Loud noises and confined spaces are just some of the triggers which cause a flashback for Shahan. He is instantly placed back on the battlefield.
"My heart is racing. My throat is up here. I can't breathe. I start panicking. I have a panic attack," he said.
When this happens, his wife Melissa calmly reminds him he is home and safe.
"You just try to be here for him when he does have a flashback to help him back to life, you know. 'Hey, you're safe, you're home, let's deal with what's going on now,'" said Melissa.
Melissa has learned to diffuse his PTSD episodes. The couple hope this video will convince police that PTSD training is good for everyone's safety.
"It's always after the fact and that's the problem. I want to be proactive about this instead of reactive," said Shahan.
What happened that night
In this case, Shahan had a military license plate which reads "VETREN." He was wearing a vest with military markings. There were signs for police to realize this was possibly a case of PTSD flashback. If police officers had PTSD training they may have approached him differently. A violent, dangerous arrest may have been avoided.
On the dashcam video, Shahan can be heard telling police officers to shoot him before they use the Taser on him.
"Come on, shoot me," he said.
Shahan fell to the ground, but he got up and can be heard saying, "Shoot me again." He argues with an officer who pleads for Shahan to get on the ground. He is eventually shocked again by a Taser, then taken to the ground by several officers.
"An officer should approach a veteran with PTSD, or any veteran because they may be suffering from it, with a calm demeanor in order to establish some sort of bond or trust with those individuals because this is the result," said David Helm, Shahan's attorney.
No officer wants to kill a war veteran during a traffic stop. In Michigan, there is no required PTSD training for police. Melissa said training works and first responders deserve to be trained to handle people like her husband who frequently have PTSD outbursts.
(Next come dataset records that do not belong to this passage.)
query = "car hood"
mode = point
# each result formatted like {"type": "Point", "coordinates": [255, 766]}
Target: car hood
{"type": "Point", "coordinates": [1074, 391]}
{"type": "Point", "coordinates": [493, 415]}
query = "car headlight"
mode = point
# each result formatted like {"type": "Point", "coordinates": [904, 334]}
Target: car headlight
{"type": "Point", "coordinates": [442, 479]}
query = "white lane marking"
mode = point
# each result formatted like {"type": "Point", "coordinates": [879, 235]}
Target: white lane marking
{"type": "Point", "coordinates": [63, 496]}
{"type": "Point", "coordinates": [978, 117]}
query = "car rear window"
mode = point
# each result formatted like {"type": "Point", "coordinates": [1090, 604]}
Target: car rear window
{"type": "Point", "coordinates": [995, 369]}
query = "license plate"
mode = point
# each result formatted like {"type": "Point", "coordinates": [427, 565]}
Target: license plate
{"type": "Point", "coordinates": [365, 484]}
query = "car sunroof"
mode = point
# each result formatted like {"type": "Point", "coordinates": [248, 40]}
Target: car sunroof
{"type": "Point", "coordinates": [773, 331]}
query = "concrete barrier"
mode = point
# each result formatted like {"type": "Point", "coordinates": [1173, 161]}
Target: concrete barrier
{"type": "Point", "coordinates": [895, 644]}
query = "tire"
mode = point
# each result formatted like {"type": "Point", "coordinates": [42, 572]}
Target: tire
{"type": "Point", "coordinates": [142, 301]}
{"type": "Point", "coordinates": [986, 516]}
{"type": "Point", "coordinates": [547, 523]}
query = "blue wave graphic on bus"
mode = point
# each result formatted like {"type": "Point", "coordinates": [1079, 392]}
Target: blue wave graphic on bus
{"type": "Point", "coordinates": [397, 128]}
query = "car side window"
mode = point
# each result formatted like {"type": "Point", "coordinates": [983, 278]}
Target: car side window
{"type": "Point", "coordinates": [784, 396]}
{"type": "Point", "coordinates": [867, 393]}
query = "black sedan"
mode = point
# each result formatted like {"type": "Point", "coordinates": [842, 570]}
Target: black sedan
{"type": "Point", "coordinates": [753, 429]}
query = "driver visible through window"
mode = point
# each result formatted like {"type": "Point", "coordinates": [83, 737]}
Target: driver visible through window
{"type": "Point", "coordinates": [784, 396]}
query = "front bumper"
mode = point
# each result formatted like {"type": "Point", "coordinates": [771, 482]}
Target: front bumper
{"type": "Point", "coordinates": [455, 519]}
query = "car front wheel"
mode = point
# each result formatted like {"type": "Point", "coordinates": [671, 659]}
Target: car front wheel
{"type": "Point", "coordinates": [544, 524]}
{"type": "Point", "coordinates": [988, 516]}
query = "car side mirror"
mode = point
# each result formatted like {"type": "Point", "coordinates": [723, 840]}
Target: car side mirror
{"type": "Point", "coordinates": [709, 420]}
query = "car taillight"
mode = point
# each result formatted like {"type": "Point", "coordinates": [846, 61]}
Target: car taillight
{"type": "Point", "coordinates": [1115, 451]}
"Talk to the people. Let them know you're there. Let them know they're safe. Let them know they're home," she said.
Doctor digs deeper
Local 4's Dr. Frank McGeorge sat down to help us dig deeper into PTSD and what you can do to help those suffering from the disorder.
Watch the doctor's interview right here.
June 27 is PTSD Awareness Day
PTSD Awareness Day was established by Congress back in 2010. Then, in 2014, the U.S. Senate designated the entire month of June for National PTSD Awareness.
After a traumatic event, most people have painful memories. For many people, the effects of the event fade over time. But for others, the memories, thoughts and feelings don't go away - even months or years after the event is over. Mental health experts are not sure why some people develop PTSD and others do not. If stress reactions do not improve over time and they disrupt everyday life, it is important to seek help to determine if PTSD is present. The purpose of PTSD Awareness Month is to encourage everyone to raise public awareness of PTSD and effective treatments. We can all help those affected by PTSD.